Looking ahead, we are enthusiastic about continuing this line of work and developing new methods to advance precision medicine for rare disease cases at Boston Children's Hospital. Specifically, we aim to build well-calibrated models that predict disease status or treatment response by integrating clinical, genetic, and multi-omic data. By well-calibrated, we mean that when our model predicts a 70% probability of treatment response, approximately 70% of future patients with that prediction will, in fact, respond.

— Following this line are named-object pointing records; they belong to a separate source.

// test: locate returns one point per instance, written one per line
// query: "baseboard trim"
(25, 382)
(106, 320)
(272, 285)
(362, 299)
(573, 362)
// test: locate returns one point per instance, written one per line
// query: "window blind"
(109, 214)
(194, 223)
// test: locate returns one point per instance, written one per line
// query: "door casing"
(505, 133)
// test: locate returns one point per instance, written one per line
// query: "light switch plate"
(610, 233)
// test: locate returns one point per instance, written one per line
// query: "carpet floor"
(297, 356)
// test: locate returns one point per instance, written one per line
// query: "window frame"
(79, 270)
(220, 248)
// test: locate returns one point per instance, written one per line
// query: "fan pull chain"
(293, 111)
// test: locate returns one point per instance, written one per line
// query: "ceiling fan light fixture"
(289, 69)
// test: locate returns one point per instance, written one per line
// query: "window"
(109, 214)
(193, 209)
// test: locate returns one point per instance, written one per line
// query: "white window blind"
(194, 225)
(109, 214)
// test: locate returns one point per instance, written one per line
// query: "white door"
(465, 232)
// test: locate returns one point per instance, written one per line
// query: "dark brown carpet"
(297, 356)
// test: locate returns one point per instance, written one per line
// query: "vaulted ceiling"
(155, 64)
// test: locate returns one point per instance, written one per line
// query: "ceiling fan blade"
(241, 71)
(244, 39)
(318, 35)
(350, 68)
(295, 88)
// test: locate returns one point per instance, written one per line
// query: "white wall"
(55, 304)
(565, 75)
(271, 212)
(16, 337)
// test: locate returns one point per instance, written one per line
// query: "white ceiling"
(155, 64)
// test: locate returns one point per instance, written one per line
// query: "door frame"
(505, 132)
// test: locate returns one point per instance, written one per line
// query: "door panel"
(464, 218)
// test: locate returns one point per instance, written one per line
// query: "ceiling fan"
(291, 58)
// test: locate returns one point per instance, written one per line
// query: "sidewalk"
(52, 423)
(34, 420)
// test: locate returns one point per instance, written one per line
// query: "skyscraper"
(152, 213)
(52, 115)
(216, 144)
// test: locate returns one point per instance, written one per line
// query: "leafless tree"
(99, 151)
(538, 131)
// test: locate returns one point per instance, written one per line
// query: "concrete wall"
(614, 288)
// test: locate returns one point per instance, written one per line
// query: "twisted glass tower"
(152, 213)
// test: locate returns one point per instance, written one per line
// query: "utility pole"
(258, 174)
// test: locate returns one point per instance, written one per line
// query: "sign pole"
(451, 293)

We believe that well-calibrated predictions are essential for adoption of genomically-informed precision medicine into practice.

4. Inferring variant-to-gene links using deep-learning sequence-to-expression models

S2E model architecture from the Borzoi paper — S2E model architecture (from the Borzoi paper)

Many disease loci are thought to have highly context-specific functional mechanisms. For example, recent work found numerous disease loci that overlapped with eQTLs only when expression was measured in endothelial cells exposed to caffeine. This suggests that addressing the missing regulation problem would require population-scale QTL data across countless contexts. We are therefore very interested in exploring scalable alternatives that use sequence-to-expression (S2E) deep learning models in place of QTL data to (1) identify variant-to-gene links across diverse contexts and (2) connect these links to disease to uncover novel disease genes.

S2E models (e.g., AlphaGenome, Borzoi) leverage deep learning to predict gene expression across tissues, cell types, and contexts directly from DNA sequence. They can also estimate a variant’s effect on a gene by computing the predicted change in expression after substituting the reference with the alternative allele. This provides a complementary alternative to QTL-based estimates. Notably, S2E-predicted effects can be derived without population-scale data, making them particularly valuable for hard-to-assay contexts.

We are currently developing new approaches to integrate S2E predictions with GWAS data to gain insight into the functional mechanisms that underlie disease-associated variants.